Director: Matthijs van Heijningen Jr.

Then: The 1982 film set the bar for gross-outs. This story about a parasitic alien life form that takes the shape of its victims featured Kurt Russell as an Antarctic researcher trying to kill the creature while saving his hide. Critics and fans initially shrugged their shoulders at the John Carpenter film.

"In sacrificing everything at the altar of gore, Carpenter sabotages the drama," Newsweek's David Ansen griped. "The Thing is so single-mindedly determined to keep you awake that it almost puts you to sleep." Moviegoers yawned, too. The $15 million movie spooked up just $14 million domestically.

However, viewers gave the picture a second look on home video, and it became a cult hit. The movie would spark a novelization, Universal theme-park attraction, Dark Horse comic series, video game and action figures based on the monster.

Now: The original left a tantalizing question: Who were those Norwegian researchers at the movie's opening, and why were they shooting at a dog from a helicopter? The new version, explains Heijningen, is less a remake than a prequel, telling the story of those Norwegians who first came across The Thing.

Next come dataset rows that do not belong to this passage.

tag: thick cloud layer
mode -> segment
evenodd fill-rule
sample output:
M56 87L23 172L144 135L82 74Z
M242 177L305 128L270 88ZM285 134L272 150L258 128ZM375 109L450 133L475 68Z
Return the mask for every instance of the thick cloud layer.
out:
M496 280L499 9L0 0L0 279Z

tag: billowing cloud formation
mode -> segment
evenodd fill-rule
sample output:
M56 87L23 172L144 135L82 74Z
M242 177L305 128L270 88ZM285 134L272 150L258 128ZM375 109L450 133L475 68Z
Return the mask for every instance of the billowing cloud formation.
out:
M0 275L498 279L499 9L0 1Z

"I know it sounds like a remake," says Heijningen, making his feature-film debut. "But there's not much you can do with The Thing. We couldn't call it The Rise of the Thing or The Thing in the Beginning. That's too corny and doesn't stay true to the ferocity of the monster."

Heijningen considers his film a companion piece to Carpenter's. "You could watch these back-to-back. It would play like one four-hour movie."

The Three Musketeers

Opens Oct. 21

Stars: Logan Lerman, Christoph Waltz, Matthew Macfadyen, Milla Jovovich

Director: Paul W.S. Anderson

Then: It was one of cinema's original bromances. We've been chanting "All for one and one for all" since Thomas Edison's film production company put the Musketeers on the big (but silent) screen in 1911. Since then, there have been no fewer than a dozen American and international remakes of the swordsmen born of the Alexandre Dumas novel.

Big names have starred in the French adventure, from Gene Kelly in 1948 to Oliver Reed in 1973 to Charlie Sheen 20 years later. But the only film that came close to being seen en masse was the 1993 Disney version starring Sheen, Kiefer Sutherland and Chris O'Donnell. The movie mustered $54 million -- not bad back then -- but it also came with a then-hefty price tag of $30 million.

And critics had a field day.

"For a moment," Entertainment Weekly quipped about one of the swashbucklers, "the poor boy looks like he wouldn't even know where to find his own sword."

Now: If Sherlock Holmes can be updated, why not D'Artagnan and his blade brothers? Anderson says he was a huge fan of the 1973 film by Richard Lester, but there wasn't a relevant swashbuckler story for today's kids.

"Every generation should get its own Three Musketeers," he says. "'All for one, one for all' is a timeless message."

The 2009 version of Sherlock Holmes, by Guy Ritchie, "was genius. It showed what you can do when you tell a story with a modern sheen but with timeless themes." At the heart of Musketeers, Anderson says, is a narrative whose "core values are exciting: romance, friendship, loyalty. Those themes never go out of style."